Natural gas demand will inch slightly higher today, but will remain exceptionally weak as much above-average temperatures dominate the major population centers of the East. Highs today will reach 60F as far north as Washington, DC and Philadelphia with mid-50s likely in New York City and Boston, all 15F-20F warmer than normal. Further south, Raleigh, NC and Richmond, VA could top 70F, also around 20F above-average. Further west, it will be an unseasonably mild day across the Deep South and southern Plains as well with Jackson, MS and Houston both reaching 80F and Little Rock and Nashville the mid-70s, 20F-25F warmer-than-normal. However, a potent, but restricted, arctic airmass located across southern Canada and the Southern Plains will be some slight headway southward today with Minneapolis only reaching the mid-teens with light snow, Omaha the low 20s, and Des Moines the mid-20s, each 10F-15F colder day-over-day and around 10F colder-than-normal. Further north, Billings, MT and Bismarck, ND will remain in the icebox each struggling to make it to 0F, 30F colder-than-normal. Thanks to the slight advancement of arctic air, today's forecast mean population-weighted nationwide temperature will cool 1.3F from Monday to 49.9F but, thanks to the extensive warmth across the East, this is a balmy 9.3F warmer-than-normal. Total Degree Days will rise to 16.8 TDDs, still 8.2 TDDs fewer than normal and the third fewest for September 5 in the last 38 years since 1981. Click HERE for more on today's temperature and degree day outlook.

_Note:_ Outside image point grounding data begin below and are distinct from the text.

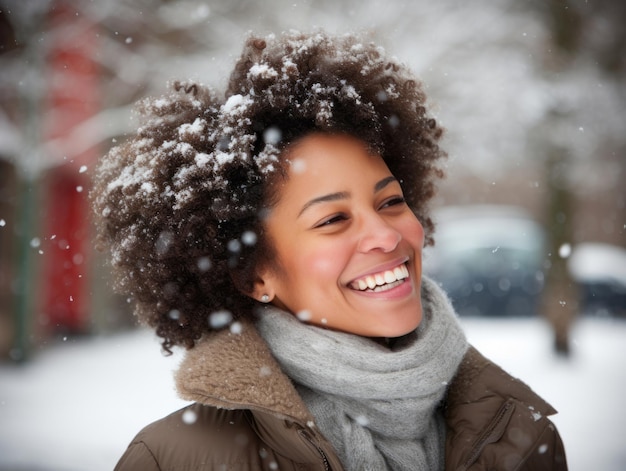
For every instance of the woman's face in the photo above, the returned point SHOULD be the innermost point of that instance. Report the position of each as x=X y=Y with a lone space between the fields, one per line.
x=348 y=247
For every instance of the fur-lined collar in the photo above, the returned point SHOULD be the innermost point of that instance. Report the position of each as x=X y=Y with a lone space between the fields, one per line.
x=237 y=371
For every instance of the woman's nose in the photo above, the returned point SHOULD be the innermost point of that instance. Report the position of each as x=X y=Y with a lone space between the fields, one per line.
x=378 y=234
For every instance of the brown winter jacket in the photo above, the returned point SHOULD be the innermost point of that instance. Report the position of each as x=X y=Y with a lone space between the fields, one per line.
x=247 y=415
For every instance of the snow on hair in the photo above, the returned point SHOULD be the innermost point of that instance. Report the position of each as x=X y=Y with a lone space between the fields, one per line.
x=178 y=202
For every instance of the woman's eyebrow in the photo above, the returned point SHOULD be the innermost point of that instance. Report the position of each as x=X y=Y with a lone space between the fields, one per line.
x=323 y=199
x=384 y=182
x=340 y=195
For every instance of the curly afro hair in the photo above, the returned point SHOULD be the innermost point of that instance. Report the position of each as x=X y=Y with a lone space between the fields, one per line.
x=181 y=204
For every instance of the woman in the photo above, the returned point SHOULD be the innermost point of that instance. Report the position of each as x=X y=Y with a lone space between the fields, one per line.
x=277 y=235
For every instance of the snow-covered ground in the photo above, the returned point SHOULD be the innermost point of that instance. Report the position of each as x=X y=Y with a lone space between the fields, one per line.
x=76 y=405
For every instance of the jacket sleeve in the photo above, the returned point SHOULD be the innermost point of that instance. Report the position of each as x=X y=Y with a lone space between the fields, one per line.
x=137 y=457
x=549 y=454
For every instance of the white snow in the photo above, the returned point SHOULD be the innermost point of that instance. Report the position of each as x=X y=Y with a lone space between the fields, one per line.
x=78 y=403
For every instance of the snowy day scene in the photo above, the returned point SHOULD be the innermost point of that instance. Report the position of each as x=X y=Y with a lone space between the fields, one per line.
x=312 y=234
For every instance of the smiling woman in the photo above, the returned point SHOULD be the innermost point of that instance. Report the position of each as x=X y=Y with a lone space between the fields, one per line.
x=277 y=234
x=348 y=250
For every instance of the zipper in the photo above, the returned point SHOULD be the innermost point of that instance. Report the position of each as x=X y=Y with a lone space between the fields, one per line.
x=304 y=433
x=491 y=434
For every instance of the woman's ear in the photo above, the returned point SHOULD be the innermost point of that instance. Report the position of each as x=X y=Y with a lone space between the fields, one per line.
x=263 y=290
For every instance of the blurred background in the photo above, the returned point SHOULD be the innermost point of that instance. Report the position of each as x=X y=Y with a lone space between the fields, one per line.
x=531 y=218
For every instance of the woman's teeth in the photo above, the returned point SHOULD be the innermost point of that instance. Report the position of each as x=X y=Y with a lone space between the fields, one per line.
x=372 y=282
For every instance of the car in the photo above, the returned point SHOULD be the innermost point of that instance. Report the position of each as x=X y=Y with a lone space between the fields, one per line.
x=490 y=260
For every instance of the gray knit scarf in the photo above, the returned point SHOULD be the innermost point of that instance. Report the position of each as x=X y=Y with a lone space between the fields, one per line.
x=376 y=404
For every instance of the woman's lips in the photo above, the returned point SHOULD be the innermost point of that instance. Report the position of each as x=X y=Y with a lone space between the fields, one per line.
x=381 y=281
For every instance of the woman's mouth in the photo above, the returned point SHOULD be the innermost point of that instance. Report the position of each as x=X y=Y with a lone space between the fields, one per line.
x=383 y=281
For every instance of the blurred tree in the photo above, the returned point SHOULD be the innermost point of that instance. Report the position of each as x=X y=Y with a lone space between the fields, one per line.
x=574 y=39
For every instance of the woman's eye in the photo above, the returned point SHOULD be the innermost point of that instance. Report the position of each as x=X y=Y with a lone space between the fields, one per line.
x=396 y=200
x=332 y=220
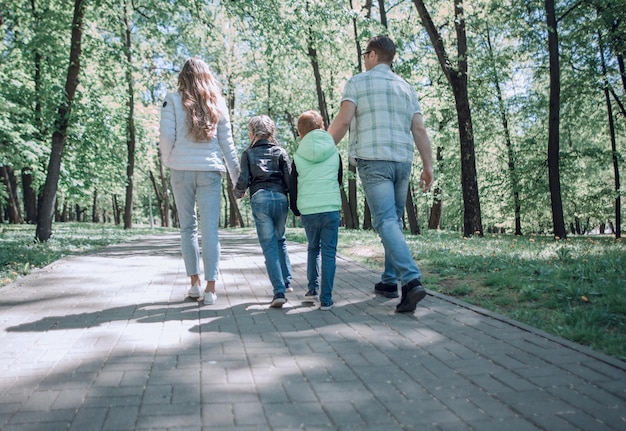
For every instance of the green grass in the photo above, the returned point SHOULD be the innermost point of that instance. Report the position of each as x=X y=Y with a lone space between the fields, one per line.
x=573 y=288
x=20 y=254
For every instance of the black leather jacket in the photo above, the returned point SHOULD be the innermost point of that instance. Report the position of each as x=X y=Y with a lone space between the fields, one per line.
x=264 y=165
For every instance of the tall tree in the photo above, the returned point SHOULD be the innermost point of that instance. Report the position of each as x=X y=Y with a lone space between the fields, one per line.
x=130 y=120
x=554 y=176
x=457 y=77
x=508 y=142
x=46 y=211
x=614 y=154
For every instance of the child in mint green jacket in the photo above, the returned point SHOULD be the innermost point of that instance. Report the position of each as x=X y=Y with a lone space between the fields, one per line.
x=315 y=196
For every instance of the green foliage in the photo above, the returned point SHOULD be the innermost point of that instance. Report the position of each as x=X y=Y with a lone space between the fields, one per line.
x=259 y=51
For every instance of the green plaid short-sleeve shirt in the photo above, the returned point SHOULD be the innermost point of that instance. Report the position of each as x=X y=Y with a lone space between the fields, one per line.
x=385 y=106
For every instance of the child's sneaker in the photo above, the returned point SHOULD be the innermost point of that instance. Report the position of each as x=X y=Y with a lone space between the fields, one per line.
x=311 y=295
x=209 y=298
x=195 y=291
x=278 y=301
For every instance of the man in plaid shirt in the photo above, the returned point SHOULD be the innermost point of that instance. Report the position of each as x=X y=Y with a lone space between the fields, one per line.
x=387 y=124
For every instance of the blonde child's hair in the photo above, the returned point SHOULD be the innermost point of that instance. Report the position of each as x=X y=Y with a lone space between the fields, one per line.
x=262 y=127
x=309 y=120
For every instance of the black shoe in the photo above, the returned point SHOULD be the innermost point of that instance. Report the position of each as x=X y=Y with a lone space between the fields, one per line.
x=386 y=289
x=278 y=301
x=412 y=293
x=311 y=295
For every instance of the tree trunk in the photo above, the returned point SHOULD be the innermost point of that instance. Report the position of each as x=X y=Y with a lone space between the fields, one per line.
x=29 y=196
x=234 y=218
x=46 y=212
x=508 y=143
x=553 y=123
x=313 y=58
x=116 y=210
x=95 y=214
x=367 y=216
x=472 y=220
x=351 y=206
x=383 y=13
x=614 y=153
x=166 y=192
x=130 y=133
x=13 y=206
x=434 y=219
x=159 y=196
x=411 y=212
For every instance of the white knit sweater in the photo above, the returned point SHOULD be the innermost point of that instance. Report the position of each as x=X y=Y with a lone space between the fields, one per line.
x=180 y=152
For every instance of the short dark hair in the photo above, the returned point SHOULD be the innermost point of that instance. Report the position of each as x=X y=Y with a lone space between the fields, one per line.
x=383 y=46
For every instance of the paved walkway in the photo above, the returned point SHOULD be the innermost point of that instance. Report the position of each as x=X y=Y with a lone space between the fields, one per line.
x=109 y=342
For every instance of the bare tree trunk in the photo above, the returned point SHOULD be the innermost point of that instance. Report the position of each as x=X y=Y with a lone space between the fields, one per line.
x=116 y=210
x=130 y=132
x=159 y=196
x=234 y=218
x=554 y=175
x=411 y=212
x=29 y=196
x=508 y=142
x=434 y=219
x=13 y=205
x=166 y=193
x=614 y=153
x=472 y=219
x=95 y=214
x=46 y=212
x=383 y=13
x=350 y=207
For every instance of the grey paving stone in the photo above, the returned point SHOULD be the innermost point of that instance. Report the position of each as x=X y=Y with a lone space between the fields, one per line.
x=83 y=347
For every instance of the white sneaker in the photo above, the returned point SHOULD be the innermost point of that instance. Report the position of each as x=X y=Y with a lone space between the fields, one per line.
x=209 y=298
x=195 y=291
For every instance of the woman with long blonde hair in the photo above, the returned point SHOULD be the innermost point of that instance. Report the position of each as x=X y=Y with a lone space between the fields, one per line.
x=195 y=140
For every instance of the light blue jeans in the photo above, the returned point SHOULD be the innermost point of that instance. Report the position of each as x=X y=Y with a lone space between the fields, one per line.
x=270 y=210
x=206 y=188
x=322 y=232
x=385 y=185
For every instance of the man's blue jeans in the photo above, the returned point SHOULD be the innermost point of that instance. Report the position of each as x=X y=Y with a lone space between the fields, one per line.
x=322 y=232
x=205 y=187
x=270 y=210
x=385 y=185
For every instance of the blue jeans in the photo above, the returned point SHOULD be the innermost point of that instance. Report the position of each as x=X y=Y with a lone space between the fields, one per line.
x=270 y=210
x=322 y=231
x=385 y=185
x=206 y=188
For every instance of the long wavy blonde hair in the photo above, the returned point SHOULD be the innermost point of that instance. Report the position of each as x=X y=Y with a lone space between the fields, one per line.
x=200 y=91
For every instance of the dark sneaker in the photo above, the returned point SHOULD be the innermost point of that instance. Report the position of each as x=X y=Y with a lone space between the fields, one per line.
x=326 y=306
x=310 y=295
x=278 y=301
x=386 y=289
x=412 y=293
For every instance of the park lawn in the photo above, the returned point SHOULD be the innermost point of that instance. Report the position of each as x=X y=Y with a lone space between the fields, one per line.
x=20 y=254
x=573 y=288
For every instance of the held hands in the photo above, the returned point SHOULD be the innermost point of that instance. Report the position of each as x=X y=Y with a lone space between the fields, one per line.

Based on this forecast and early-cycle pipeline data, I am projecting a -9 BCF/day daily natural gas storage withdrawal, 3 BCF larger than Monday but still a massive 14 BCF bearish versus the 5-year average. As a result, by tonight, I project that Realtime natural gas inventories will fall to 1910 BCF by tonight while the storage deficit versus the 5-year average will continue to rapidly contract, falling to -374 BCF. Click HERE for more on today's projected storage withdrawal and Realtime natural gas inventories. After today, I project that there will be two more days of bearish demand before the unseasonable warmth across the East is finally pushed offshore and at or below-average storage withdrawals return.